Should this woman have a different diagnosis (other than TB) I still think it is extremely important to make sure the patient is aware that there is information to be disclosed. If the patient herself refuses information, that is a whole other problem. I don't think it should ever stop at the family for someone who is capable of understanding and consenting.
It is interesting how many variables come into these ethics questions. I don't know if there is ever one RIGHT answer, just variations of good decisions.
02-15-2006, 07:20 PM
thats the interesting thing... we're NOT doctors yet.. so we aren't expected to have all the answers! we will learn more about how to handle such cases in the future... buteven without the background, you can still have an opinion.
a very important aspect of medicine, is 'intention'. if you mean well, and are looking out for the best interest of the patient, then you can justify why you would or wouldn't tell the patient a diagnosis (in some cases).
just pick a side, and back it up with a rationale of WHY you chose that side..and stick to it - and you won't go wrong !
02-15-2006, 08:17 PM
Hi I'm at NOSM. Our curriculum has been bombarded with these ethical dil's.
I definately agree with Nat... a patient must be told of their condition unless the patient specifically askes not to be told (not the family). This used to be the opposite with medicine's "paternalistic philosophy" from 30 years back where "doctor knew best". You definately NEVER treat a patient without consent, and you NEVER make a decision for a patient... you help them make an informed decision.

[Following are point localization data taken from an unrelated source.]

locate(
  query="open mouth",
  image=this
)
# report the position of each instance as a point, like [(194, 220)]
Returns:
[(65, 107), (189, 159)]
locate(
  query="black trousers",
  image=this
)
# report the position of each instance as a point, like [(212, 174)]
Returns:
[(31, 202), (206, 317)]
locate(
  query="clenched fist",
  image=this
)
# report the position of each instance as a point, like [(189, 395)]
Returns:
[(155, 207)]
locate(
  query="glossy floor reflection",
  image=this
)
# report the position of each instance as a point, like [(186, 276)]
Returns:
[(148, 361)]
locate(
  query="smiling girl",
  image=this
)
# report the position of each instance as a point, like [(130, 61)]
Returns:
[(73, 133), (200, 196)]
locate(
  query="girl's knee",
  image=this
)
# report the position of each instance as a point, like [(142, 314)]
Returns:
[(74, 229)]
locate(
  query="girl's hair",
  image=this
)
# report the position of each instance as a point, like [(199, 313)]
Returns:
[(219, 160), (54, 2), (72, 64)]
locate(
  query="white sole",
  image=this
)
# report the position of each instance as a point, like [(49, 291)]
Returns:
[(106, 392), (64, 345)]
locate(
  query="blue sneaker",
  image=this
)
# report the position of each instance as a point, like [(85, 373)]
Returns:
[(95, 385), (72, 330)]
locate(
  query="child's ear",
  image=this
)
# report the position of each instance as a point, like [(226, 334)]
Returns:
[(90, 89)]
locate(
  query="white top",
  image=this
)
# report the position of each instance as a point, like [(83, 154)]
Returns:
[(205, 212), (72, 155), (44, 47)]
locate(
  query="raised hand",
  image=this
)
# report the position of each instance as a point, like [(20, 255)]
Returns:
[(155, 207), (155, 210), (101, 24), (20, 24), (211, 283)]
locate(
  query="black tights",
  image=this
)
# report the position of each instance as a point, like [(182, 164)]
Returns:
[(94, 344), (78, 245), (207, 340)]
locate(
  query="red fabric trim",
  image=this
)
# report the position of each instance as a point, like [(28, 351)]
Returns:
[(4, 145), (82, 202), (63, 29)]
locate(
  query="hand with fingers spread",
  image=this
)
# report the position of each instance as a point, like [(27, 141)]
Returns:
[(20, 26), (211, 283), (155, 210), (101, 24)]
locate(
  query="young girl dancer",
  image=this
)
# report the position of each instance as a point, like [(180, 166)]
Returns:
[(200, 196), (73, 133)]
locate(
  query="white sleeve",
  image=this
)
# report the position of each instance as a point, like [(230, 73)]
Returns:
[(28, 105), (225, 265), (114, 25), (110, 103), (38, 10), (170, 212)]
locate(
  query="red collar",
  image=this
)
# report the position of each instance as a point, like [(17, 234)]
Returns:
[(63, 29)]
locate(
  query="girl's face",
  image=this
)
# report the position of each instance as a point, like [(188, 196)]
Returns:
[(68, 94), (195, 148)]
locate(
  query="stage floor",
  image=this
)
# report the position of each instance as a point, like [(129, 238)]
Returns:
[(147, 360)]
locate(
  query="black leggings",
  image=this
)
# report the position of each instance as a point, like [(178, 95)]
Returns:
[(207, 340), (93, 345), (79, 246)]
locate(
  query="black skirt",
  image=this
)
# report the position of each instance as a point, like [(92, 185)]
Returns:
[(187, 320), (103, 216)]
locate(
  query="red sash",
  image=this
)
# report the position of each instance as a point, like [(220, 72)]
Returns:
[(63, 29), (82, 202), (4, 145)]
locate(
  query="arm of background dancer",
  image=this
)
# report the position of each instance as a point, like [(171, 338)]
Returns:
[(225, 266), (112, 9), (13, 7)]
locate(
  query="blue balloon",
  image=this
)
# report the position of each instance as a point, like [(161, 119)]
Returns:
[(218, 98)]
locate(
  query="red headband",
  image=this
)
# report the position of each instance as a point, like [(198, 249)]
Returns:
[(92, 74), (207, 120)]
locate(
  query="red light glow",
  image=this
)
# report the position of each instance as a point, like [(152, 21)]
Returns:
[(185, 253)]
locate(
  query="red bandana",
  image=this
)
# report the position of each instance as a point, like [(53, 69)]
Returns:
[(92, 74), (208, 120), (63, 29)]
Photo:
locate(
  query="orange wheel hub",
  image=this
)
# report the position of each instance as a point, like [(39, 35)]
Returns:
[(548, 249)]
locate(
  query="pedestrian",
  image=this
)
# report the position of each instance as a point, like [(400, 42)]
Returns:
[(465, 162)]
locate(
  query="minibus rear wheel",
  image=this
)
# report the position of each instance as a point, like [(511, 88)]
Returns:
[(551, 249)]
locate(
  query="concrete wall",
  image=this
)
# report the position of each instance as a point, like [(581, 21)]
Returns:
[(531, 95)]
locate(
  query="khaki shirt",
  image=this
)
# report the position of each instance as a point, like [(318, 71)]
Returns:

Remember that for the patient to have "capacity" to make a decision, the patient must be able to understand:
1- her sickness
2- understand treatment options
3- understand the pros and cons of treatment
4- be able to chose one
*the issue is when they ask your opinion!!
02-15-2006, 10:16 PM
Interesting that no one has brought up the possibility that confidentiality may have been broken...how does the family know the diagnosis before the patient?
Food for thought...
02-15-2006, 10:22 PM
Good call JewelLeigh!
And I lied in my last post... there are special cicumstances where you don't need consent (emergency where delaying treatment for consent would cause harm).
Treating children and teens is a something I would think about... involving parents in the treatment.
02-16-2006, 12:25 AM
priapismsarebad and any other present NOSMs - please tell me, are all of the students in your class going to remain in the north? how much of an expectation is it, especially for people from OOP? i suppose if i meet someone and want to remain there i would but otherwise i would come back here...how well would that be taken?
02-17-2006, 12:24 AM
I assume a number of students from every year will not stay to practice in the North or in rural areas. They installed a similar school in rural Australia and half the students stayed... I assume they expect similar numbers or more. But like you said you may meet someone here. 4 years is a LONG time.
02-17-2006, 05:58 PM
Do they ask outright about intention to remain in north?